Lorsque j’ai vu le conducteur et trois autres passagers qui se sont extraits de la voiture, j’ai compris qu’ils n’étaient pas là pour nous sauver. J’ai voulu crier à Léo et à Clara de se planquer mais il était trop tard. Les quatre hommes armés de fusils semi-automatiques les ont visés.
J’ai regardé mes amis s’effondrer sur le sol, impuissant. A ce moment-là, mon âme s’est décomposée.
La fille que je m’étais promis de protéger était obligée de me traîner derrière elle. J’étais vide, et mon regard aussi. En sortant par la porte de derrière, j’ai cru entendre des cris et des détonations.
Incapable de dire si j’avais été touché, j’avançais toujours. Je courais sans trop savoir pourquoi. Ma dernière étoile me tenait éveillé tandis que nous nous enfoncions dans la forêt. Les jours qui ont suivi ce funeste soir, nous avons fui sans nous arrêter une seconde pour regarder en arrière.

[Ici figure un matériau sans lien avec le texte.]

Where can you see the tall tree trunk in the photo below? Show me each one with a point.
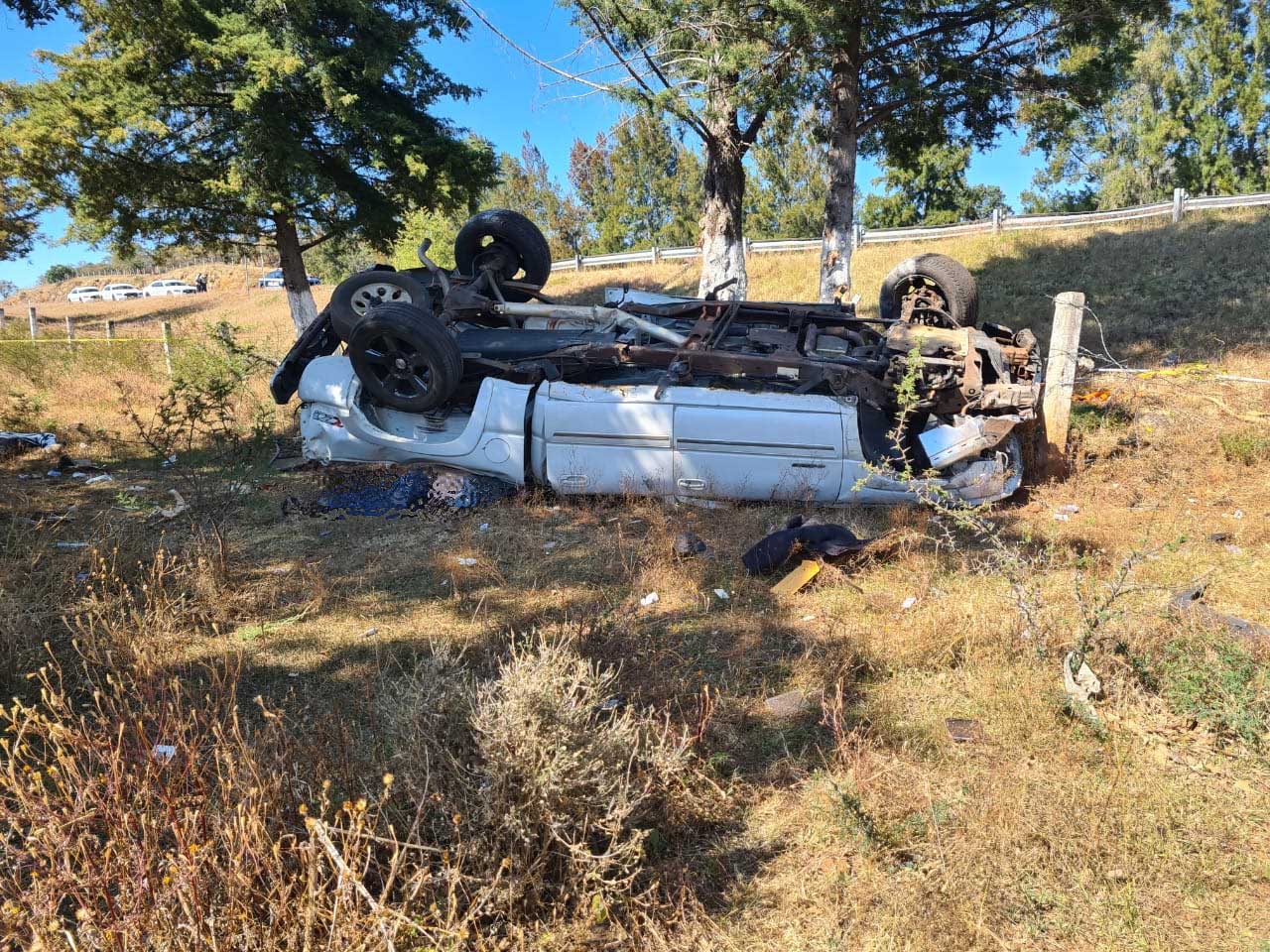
(295, 278)
(839, 198)
(722, 246)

Ce matin, la douce lumière qui m’a guidé jusqu’ici s’est éteinte. Elle m’a donné un baiser avant de se coucher sous un saule et d’y pousser son dernier souffle. Elle avait été atteinte d’une balle à la hanche dans notre fuite et m’avait offert le peu d’énergie qui lui restait pour que je m’en sorte.
La promesse que je m’étais engagé à tenir n’était plus que poussière. Seul, ayant perdu la femme que j’aimais, j’ai longtemps tergiversé sur ce que je devrais faire à l’avenir. Je n’ai toujours pas trouvé de réponse mais pour la fille qui m’a sauvé la vie, je me battrai. Oui, je me vais me battre !
Pour l’instant, je compte juste longer la rivière et voir où celle-ci me mènera.
La seule chose dont je suis sûr, c’est que la loi du plus fort est d’application dans ce Nouveau Monde et que je ne compte plus fuir ni me soumettre.
Note de l’auteur: Inori se traduit par « prière » en japonais.